Sì. Ci sono due strade principali.
La prima è il RAG (Retrieval-Augmented Generation): il modello rimane generico, ma a ogni domanda recupera documenti dalla knowledge base aziendale e li usa come contesto per rispondere. È la strada più rapida e semplice da aggiornare nel tempo. La seconda è il fine-tuning: si riaddestra parzialmente un modello su dati propri, utile quando serve un vocabolario molto tecnico o competenze di dominio specifiche. Nella maggior parte dei casi il RAG è il punto di partenza corretto. Il fine-tuning si valuta quando il RAG da solo non basta.
Le cosiddette allucinazioni, risposte plausibili ma inventate, sono un problema reale. Si gestisce con l’architettura del sistema.

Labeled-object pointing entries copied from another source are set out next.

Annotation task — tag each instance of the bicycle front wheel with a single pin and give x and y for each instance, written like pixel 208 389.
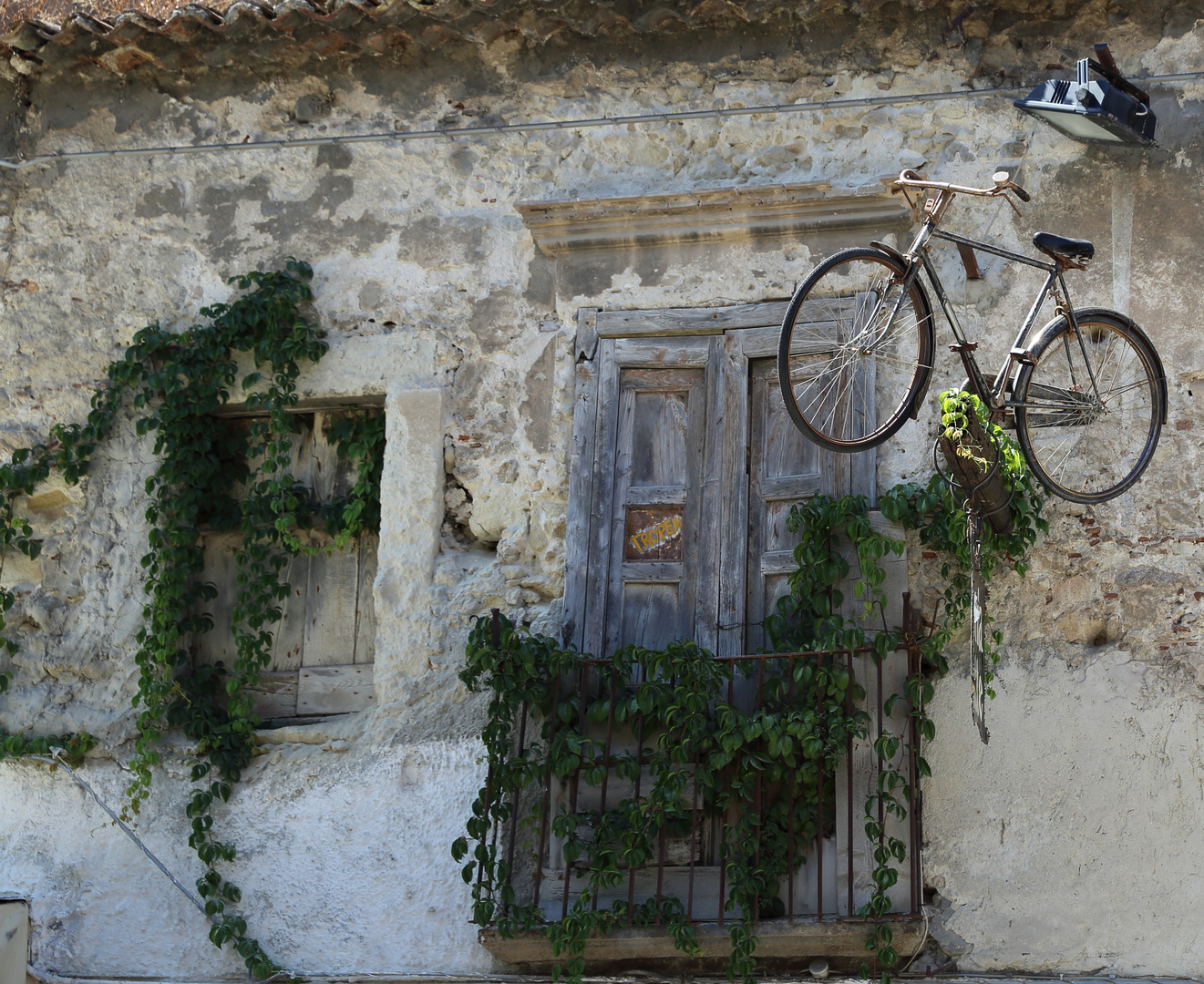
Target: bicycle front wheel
pixel 1088 410
pixel 855 350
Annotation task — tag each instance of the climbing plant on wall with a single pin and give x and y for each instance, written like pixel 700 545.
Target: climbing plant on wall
pixel 773 755
pixel 209 476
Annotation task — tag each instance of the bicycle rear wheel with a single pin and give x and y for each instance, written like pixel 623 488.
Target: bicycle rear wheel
pixel 855 350
pixel 1090 440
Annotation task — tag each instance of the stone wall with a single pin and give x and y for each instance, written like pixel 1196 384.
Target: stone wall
pixel 435 296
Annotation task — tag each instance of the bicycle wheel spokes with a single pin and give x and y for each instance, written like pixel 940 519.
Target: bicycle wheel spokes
pixel 1088 436
pixel 855 348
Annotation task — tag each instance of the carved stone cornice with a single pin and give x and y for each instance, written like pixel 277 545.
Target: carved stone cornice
pixel 707 215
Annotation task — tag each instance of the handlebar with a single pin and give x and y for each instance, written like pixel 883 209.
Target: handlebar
pixel 1003 183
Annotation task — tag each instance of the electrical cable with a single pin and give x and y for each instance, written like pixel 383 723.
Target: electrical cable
pixel 57 761
pixel 402 136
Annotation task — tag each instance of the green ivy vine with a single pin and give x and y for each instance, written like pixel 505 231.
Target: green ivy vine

Le strategie più efficaci: limitare il perimetro delle domande che il sistema riceve, usare tecniche RAG per ancorare le risposte a fonti verificabili, aggiungere validazione automatica sull’output, mantenere supervisione umana sui risultati che impattano decisioni importanti. Un sistema ben progettato sa anche dire “non ho abbastanza informazioni” invece di inventare qualcosa di plausibile.
In molti progetti l’AI ridisegna i ruoli più che eliminarli.
Le attività ripetitive vengono automatizzate, e le persone si spostano su lavoro che richiede giudizio e relazione. Il momento più critico di solito è la gestione del cambiamento interno: comunicare bene, formare il team, coinvolgerlo nel processo. Senza questo, anche il progetto tecnicamente migliore fatica ad attecchire.